Location Sharing, The Latest Neurosis Of The Gen-Z Dating World

At first, Find My iPhone was a nifty feature that would help keep your cellphone safe. Now, with new location sharing technology, the app has become a new panopticon of control for Gen-Z couples, with their every move recorded by watchful eyes, nestled away in back pockets.

Photo of a person touching a map on smartphone.

A map can be seen on a smartphone.

Simonetta Sciandivasci

TURIN — The hypersensitivity to control, a neurosis that COVID-19 initially relaxed and then intensified, is an intolerance full of inconsistencies. It's a yes disguised as a no, a somewhat psychotic hypocrisy, almost a Stendhal syndrome.

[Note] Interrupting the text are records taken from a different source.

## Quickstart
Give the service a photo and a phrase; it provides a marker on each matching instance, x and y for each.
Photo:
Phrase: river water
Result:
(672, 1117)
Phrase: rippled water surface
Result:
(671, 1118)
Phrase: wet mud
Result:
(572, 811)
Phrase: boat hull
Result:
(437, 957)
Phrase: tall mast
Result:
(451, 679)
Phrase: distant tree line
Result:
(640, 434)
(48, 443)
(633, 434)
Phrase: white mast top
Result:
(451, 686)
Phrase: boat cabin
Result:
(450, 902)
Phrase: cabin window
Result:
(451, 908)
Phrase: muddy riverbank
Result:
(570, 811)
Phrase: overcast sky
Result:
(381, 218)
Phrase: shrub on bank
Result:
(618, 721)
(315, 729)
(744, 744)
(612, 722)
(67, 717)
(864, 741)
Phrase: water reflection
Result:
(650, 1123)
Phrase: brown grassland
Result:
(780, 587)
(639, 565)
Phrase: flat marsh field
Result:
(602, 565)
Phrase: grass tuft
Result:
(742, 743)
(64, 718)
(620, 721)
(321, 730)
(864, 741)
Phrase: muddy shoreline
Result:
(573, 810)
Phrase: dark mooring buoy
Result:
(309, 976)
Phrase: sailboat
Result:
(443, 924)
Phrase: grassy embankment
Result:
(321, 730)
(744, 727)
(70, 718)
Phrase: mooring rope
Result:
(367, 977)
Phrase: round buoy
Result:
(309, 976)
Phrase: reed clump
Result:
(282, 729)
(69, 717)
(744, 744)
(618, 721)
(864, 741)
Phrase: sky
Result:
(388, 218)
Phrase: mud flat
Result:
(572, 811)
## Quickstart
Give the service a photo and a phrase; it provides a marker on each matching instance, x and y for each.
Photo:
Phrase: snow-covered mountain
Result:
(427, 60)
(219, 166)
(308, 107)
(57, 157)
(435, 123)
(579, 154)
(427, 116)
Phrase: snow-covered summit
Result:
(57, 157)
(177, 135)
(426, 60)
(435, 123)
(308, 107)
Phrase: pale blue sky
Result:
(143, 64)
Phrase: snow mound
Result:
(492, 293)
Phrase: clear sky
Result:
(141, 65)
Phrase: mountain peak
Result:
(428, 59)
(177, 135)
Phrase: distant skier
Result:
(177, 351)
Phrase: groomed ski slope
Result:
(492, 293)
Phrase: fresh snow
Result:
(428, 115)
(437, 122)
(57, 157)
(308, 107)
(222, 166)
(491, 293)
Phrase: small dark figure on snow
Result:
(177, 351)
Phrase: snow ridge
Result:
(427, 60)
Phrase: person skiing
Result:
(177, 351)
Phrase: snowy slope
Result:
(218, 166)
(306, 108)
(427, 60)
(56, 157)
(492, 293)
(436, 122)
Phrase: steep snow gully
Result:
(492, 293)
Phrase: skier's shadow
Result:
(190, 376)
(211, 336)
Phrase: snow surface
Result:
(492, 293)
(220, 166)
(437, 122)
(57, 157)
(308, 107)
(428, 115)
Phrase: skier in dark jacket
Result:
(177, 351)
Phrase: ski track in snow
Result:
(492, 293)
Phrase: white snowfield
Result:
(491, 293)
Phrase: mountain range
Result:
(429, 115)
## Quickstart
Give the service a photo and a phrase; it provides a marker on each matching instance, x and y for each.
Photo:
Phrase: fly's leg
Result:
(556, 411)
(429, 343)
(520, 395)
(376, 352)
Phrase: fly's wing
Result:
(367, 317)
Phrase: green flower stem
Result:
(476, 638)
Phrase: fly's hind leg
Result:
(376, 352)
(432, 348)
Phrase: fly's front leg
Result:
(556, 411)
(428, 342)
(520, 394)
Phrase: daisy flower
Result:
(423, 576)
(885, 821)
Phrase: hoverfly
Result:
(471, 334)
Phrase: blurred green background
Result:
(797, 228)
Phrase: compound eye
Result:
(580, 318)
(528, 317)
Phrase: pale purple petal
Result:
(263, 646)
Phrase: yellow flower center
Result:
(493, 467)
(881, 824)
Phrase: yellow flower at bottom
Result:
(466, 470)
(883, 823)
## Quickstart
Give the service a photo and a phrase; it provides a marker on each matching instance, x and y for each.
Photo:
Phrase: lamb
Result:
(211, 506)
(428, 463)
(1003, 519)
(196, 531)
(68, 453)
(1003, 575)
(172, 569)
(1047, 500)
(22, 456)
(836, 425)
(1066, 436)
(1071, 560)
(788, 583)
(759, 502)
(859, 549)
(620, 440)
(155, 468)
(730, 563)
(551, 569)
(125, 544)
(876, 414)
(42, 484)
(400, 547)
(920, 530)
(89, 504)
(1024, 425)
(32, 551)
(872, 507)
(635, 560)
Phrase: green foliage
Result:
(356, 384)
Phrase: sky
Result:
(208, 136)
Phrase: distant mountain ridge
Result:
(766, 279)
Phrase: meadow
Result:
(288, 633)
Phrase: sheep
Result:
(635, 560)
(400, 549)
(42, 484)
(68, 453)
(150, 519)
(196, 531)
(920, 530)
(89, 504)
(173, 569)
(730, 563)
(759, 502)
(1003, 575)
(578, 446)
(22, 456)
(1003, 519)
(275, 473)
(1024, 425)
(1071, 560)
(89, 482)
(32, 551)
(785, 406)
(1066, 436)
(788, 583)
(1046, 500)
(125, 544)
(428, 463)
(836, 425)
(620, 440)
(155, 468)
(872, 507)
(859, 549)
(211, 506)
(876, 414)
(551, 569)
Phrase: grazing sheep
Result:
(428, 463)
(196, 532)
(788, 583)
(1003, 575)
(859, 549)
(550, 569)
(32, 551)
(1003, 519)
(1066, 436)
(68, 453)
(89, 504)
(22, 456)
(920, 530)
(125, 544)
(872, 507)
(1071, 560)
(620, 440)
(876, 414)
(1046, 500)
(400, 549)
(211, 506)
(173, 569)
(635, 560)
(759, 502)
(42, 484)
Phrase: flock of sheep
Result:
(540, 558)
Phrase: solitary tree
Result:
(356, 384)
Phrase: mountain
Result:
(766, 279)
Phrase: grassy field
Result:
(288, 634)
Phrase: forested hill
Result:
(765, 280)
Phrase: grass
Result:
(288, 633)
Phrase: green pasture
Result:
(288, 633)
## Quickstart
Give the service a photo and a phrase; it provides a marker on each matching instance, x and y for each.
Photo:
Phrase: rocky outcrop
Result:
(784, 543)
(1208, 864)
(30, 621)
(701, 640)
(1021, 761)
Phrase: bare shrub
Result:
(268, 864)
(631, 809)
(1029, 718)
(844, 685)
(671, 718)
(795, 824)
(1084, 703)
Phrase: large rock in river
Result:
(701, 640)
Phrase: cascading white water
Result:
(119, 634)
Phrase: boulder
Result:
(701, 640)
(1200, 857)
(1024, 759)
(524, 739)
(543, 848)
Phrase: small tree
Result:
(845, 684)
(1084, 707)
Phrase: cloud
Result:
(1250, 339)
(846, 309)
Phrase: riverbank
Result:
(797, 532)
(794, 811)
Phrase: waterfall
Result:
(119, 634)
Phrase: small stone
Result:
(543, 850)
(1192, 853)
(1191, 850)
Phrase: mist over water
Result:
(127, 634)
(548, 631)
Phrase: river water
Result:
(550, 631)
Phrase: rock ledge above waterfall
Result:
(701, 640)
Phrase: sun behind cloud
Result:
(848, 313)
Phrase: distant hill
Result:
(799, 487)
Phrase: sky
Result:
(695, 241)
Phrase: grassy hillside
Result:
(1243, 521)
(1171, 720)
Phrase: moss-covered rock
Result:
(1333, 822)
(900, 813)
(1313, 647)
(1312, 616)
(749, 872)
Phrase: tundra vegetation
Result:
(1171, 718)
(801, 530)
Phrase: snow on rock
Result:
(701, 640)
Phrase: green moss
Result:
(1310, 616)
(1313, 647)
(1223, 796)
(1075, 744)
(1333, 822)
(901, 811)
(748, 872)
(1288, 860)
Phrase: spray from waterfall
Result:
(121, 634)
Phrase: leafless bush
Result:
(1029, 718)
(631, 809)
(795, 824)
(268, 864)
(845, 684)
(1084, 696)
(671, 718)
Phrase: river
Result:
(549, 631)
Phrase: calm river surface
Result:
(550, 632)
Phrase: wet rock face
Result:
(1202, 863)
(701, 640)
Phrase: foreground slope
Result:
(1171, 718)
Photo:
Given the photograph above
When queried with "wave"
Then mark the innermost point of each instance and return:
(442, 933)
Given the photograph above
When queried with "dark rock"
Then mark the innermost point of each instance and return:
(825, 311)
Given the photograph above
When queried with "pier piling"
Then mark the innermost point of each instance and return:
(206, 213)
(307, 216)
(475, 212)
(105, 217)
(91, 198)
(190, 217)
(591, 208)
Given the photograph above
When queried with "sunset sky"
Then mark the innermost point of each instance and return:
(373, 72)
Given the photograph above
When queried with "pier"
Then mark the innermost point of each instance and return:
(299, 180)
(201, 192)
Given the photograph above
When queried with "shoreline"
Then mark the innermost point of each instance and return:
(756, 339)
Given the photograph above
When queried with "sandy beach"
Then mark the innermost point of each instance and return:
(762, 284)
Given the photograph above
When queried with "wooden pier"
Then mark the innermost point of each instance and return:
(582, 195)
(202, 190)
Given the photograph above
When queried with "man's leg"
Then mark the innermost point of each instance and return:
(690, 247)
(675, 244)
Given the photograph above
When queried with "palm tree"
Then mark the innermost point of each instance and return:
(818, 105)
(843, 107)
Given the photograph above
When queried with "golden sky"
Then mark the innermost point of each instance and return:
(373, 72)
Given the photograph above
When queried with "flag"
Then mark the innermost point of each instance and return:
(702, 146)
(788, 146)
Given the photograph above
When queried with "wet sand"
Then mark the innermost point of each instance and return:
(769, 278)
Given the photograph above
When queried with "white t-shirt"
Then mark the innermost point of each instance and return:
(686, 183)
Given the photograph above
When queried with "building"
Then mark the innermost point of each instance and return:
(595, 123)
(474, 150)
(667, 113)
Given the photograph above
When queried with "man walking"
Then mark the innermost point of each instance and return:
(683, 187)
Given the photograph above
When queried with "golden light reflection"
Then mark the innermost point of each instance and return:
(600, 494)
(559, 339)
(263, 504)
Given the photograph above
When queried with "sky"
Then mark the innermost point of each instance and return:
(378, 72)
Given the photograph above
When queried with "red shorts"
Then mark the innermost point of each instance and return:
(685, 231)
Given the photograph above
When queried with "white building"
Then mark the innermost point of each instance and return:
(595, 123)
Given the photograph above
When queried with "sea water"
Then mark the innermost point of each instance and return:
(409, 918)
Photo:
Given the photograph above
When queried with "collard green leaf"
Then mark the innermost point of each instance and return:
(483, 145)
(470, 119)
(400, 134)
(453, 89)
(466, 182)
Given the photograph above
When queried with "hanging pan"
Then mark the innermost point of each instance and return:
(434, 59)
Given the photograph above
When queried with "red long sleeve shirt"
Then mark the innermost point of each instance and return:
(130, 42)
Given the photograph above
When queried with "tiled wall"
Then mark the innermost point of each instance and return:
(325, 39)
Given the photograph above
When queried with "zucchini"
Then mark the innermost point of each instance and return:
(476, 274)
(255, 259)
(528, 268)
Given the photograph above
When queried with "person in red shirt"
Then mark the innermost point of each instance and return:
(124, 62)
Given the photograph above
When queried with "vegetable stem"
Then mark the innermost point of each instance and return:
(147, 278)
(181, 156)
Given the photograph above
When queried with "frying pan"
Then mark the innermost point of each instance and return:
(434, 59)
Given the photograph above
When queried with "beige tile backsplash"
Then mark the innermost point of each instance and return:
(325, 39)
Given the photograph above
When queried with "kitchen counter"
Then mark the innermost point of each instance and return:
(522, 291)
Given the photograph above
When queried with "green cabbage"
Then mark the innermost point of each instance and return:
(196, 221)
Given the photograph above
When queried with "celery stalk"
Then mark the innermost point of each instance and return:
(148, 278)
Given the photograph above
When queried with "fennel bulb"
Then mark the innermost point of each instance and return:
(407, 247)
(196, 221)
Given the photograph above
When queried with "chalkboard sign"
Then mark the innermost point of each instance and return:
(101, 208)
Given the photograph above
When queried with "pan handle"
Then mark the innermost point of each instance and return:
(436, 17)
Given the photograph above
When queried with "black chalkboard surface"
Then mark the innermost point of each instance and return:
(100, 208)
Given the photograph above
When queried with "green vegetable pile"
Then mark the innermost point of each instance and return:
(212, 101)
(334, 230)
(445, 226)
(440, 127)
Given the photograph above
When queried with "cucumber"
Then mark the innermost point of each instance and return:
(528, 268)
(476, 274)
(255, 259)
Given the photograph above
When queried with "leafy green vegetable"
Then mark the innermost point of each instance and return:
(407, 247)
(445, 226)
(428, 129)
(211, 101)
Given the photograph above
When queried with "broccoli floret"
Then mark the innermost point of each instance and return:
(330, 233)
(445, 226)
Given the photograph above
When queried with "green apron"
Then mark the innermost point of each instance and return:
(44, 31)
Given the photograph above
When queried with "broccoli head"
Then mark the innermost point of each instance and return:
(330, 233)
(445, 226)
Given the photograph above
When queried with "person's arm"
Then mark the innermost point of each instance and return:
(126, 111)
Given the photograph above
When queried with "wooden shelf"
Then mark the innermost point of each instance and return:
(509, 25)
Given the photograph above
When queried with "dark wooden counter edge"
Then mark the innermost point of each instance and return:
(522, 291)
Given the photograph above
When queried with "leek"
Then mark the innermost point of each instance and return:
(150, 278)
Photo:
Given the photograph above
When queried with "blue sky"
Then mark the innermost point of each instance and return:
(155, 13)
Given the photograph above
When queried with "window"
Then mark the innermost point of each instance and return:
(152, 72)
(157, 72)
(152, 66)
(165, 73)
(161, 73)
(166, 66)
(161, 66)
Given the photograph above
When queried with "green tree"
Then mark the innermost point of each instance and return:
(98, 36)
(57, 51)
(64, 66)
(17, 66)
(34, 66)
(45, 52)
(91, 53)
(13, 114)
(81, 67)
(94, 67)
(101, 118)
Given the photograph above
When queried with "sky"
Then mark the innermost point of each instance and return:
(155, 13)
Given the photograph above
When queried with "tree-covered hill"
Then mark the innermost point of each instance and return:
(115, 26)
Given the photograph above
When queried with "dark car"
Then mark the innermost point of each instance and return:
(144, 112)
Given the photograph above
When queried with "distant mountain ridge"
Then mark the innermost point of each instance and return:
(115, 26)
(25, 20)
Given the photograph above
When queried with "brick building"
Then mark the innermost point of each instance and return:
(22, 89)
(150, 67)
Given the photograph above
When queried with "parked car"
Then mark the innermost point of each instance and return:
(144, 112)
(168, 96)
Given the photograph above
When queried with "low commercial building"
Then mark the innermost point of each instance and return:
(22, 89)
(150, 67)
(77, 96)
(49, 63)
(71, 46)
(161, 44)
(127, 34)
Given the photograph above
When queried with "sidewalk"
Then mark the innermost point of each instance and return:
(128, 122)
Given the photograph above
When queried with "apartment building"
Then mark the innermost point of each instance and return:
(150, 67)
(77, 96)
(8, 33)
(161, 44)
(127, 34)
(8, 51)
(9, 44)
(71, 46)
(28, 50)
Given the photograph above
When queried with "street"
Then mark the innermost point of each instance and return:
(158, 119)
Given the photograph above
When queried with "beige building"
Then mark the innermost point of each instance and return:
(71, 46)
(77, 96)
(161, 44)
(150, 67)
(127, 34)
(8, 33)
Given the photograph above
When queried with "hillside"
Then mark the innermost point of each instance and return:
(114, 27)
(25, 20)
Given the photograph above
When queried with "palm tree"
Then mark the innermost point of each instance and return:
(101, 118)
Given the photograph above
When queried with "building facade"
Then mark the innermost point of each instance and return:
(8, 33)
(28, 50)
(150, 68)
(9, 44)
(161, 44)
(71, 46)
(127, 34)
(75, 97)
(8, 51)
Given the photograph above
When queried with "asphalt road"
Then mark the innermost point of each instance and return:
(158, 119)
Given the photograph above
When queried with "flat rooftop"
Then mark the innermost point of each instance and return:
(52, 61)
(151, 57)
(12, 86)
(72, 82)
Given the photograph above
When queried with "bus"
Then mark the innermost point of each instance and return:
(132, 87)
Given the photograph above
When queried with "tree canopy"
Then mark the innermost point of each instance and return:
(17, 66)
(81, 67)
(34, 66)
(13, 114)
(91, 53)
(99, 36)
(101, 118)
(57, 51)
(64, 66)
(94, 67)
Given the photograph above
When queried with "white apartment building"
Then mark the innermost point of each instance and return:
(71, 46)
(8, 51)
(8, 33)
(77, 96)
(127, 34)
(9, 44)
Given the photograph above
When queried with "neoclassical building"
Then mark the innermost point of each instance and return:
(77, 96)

We can try to detox from the internet, smartphones, social networks, dating apps, and chats — and we already do this, to some extent, as the means become obsolete (even what doesn't die, ages: Facebook is a geriatric ward; TikTok increasingly resembles an 80's video game).

But in the midst of this intermittent fasting, we become dependent on the apps that tell us where we are and, above all, where others are, with frightening, millimetric precision. "Find My iPhone," the function introduced into our smartphones to make them traceable in case of loss, two years ago became "Find My Friend," to facilitate a new methodology of affection exchange which is becoming more and more popular, especially among adolescents: geolocation.